Spread some puff-paste as directed above, a foot square, and three-eighths of an inch thick. Have a small cutter, cut about two dozen; brush a plafond over with a little dorure, and put those small pastries on it, pressing on each of them with your finger: then brush each of them over with the dorure; open the little mark in the centre with a knife, and bake them quickly in a hot oven. When done, glaze as above, then take out the crumb in the middle, and put the pastries on a clean sheet of paper, to draw off the butter. Garnish with different coloured sweetmeats, as cherry and apricot jam.

Puits D Amour Garnished With Jam TheFrenchCook 13

Petites Bouchees Garnished

Spread some puff-paste as above, and cut it exactly in the same form, but smaller; but instead of dorure, use only the white of eggs lightly frothed. Pound some treble-refined sugar very coarse, and sift it. Spread the coarser part which remains in the sieve over the pastry, and bake it directly; but the oven must not be so hot as for the preceding article ; push in the little hollow in the centre, and garnish with raspberry jam.

Lozenges Garnished

Spread some paste as above, and cut it in the shape of lozenges; bake and glaze it as the preceding articles, and garnish the same.

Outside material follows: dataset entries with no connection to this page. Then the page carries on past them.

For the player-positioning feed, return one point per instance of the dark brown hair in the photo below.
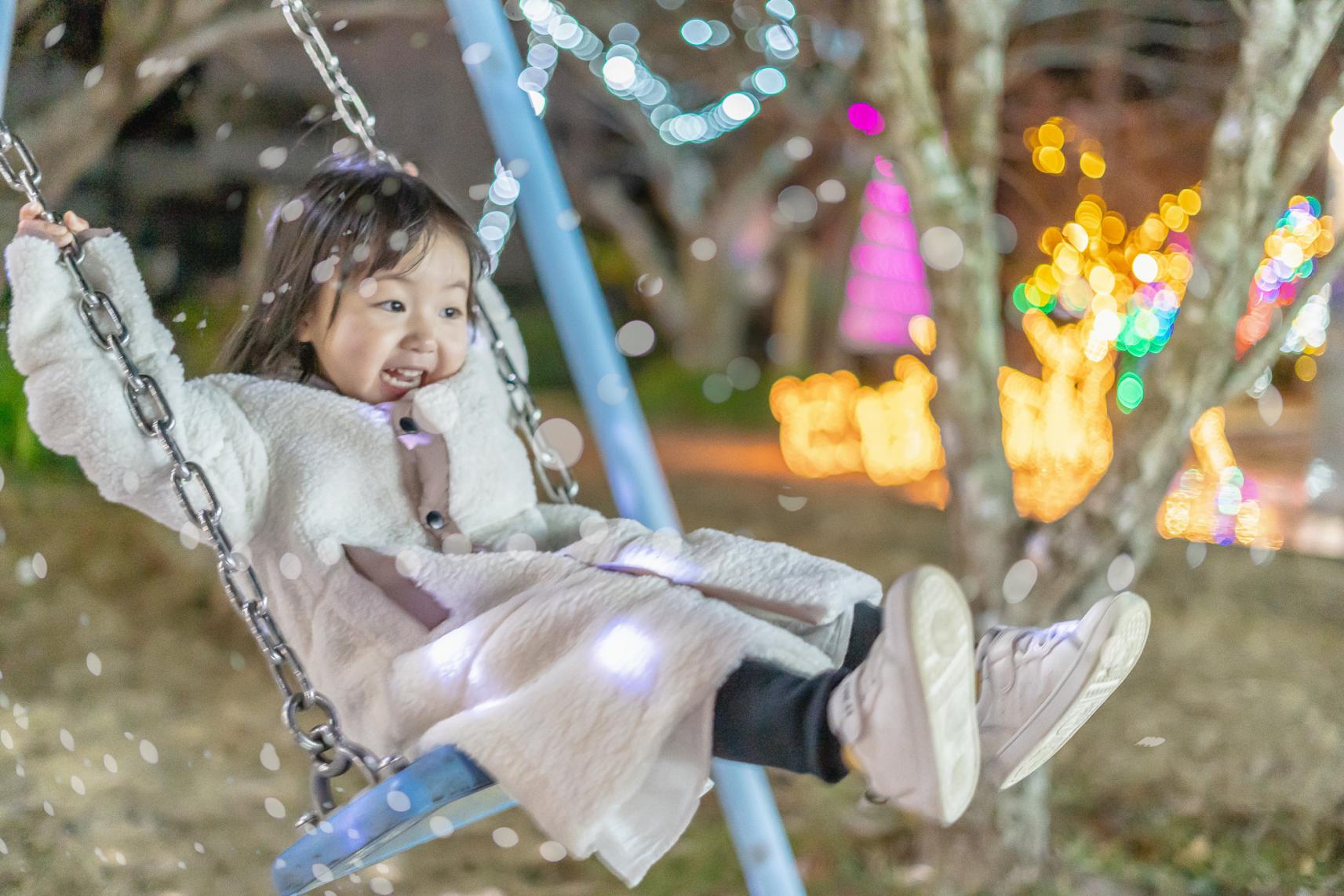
(363, 214)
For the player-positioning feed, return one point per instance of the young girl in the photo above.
(360, 446)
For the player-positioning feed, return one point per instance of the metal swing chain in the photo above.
(552, 471)
(330, 751)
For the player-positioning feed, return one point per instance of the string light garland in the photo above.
(1302, 235)
(625, 73)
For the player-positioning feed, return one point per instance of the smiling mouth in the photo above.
(402, 377)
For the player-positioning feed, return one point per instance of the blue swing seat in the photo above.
(435, 794)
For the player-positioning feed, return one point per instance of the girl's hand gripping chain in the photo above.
(75, 228)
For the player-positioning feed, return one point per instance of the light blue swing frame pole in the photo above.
(588, 337)
(7, 9)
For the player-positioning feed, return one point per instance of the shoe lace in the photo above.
(1030, 639)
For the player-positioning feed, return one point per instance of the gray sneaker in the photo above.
(1040, 686)
(908, 714)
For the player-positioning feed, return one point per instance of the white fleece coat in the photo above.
(586, 692)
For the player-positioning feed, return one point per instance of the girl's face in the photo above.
(397, 330)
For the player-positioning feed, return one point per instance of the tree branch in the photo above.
(82, 124)
(1306, 147)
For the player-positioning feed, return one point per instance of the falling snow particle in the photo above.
(941, 247)
(1121, 573)
(1021, 581)
(269, 758)
(273, 158)
(476, 54)
(635, 339)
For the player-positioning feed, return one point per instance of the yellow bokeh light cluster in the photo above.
(1047, 148)
(1055, 432)
(1210, 504)
(901, 441)
(1097, 261)
(829, 424)
(816, 434)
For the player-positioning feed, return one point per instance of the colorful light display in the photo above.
(1300, 235)
(887, 288)
(818, 434)
(898, 439)
(1215, 503)
(1057, 435)
(1124, 285)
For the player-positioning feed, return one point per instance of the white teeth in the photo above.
(394, 377)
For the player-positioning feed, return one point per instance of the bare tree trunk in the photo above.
(952, 180)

Lozenges Garnished TheFrenchCook 14

Feuillantines Pralinees

Spread and cut some puff-paste as above, and brush it over with white of egg; chop some Jordan almonds very fine, mix them with some sugar, and spread them over the paste; bake them in an oven not too hot, and serve them without sweetmeats.

Gateaux A La Manon

Spread some very thin puff-paste on a buttered baking sheet; pour over it equally some apricot marmalade, put some dorure all round the edge, and lay over the sweetmeat another very thin paste, which you have rolled lightly round the rolling-pin; then put some dorure all over equally, mark with a knife on the surface some lines crossing each other, to cut it when done into long squares thus the marks on the square are made with a knife as ornament, and to prevent bladders of air. Glaze as above, and separate the squares when cold.

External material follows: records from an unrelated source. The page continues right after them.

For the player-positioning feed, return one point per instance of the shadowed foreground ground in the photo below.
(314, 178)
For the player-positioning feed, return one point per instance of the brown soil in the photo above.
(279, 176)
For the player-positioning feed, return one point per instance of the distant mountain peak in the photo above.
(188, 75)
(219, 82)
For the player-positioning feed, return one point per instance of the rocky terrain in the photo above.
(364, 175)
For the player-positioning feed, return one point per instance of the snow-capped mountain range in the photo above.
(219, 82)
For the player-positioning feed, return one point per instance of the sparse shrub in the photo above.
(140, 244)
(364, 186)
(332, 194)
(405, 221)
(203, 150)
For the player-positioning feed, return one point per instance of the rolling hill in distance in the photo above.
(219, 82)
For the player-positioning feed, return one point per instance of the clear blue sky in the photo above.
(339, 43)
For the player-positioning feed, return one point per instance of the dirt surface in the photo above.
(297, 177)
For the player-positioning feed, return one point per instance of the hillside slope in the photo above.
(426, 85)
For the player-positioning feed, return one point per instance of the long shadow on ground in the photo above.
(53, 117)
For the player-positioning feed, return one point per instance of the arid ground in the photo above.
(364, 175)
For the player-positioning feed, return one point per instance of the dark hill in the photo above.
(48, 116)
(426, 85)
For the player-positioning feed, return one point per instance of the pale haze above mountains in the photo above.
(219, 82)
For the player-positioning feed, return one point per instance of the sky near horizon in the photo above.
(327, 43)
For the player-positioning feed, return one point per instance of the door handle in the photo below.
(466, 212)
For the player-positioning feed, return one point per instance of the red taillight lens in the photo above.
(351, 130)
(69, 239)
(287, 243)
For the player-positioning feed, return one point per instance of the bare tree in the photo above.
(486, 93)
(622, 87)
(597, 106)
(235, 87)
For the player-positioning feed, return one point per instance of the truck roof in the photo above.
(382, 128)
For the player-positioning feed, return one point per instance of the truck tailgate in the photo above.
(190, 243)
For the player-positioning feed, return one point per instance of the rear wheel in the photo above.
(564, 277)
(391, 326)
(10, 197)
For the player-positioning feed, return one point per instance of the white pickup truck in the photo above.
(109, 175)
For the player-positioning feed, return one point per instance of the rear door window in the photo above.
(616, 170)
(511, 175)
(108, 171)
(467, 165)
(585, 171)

Gateaux A La Manon TheFrenchCook 15

Croques En Bouche

When you have some remnants of paste, handle them together, and spread it out with the rolling-pin very thin; roll the paste over the rolling-pin, and lay it on a buttered baking sheet; rub this over with white of egg. Spread some coarse sugar equally over it, mark it strongly through with some plain paste cutter, and bake it in a moderate oven. When done, take the shaped part to make the dish. You may cut them sometimes in plain rounds, and at other times hollow out the centre of the circle, making of it a strong ring called lorgnettes.

Feuillantines Garnished

Cut some puff-paste into pieces of the length of a finger, and about a third of an inch thick. Butter a baking dish, and lay the pastes on it sideways, at a distance from each other; put them into the oven without dorure. Observe, that when the sides of the paste have spread, and have acquired consistence, you must glaze with fine sugar, and take them out when done. Then drain them of the butter, by putting them on a sheet of paper, and garnish lightly with sweetmeat.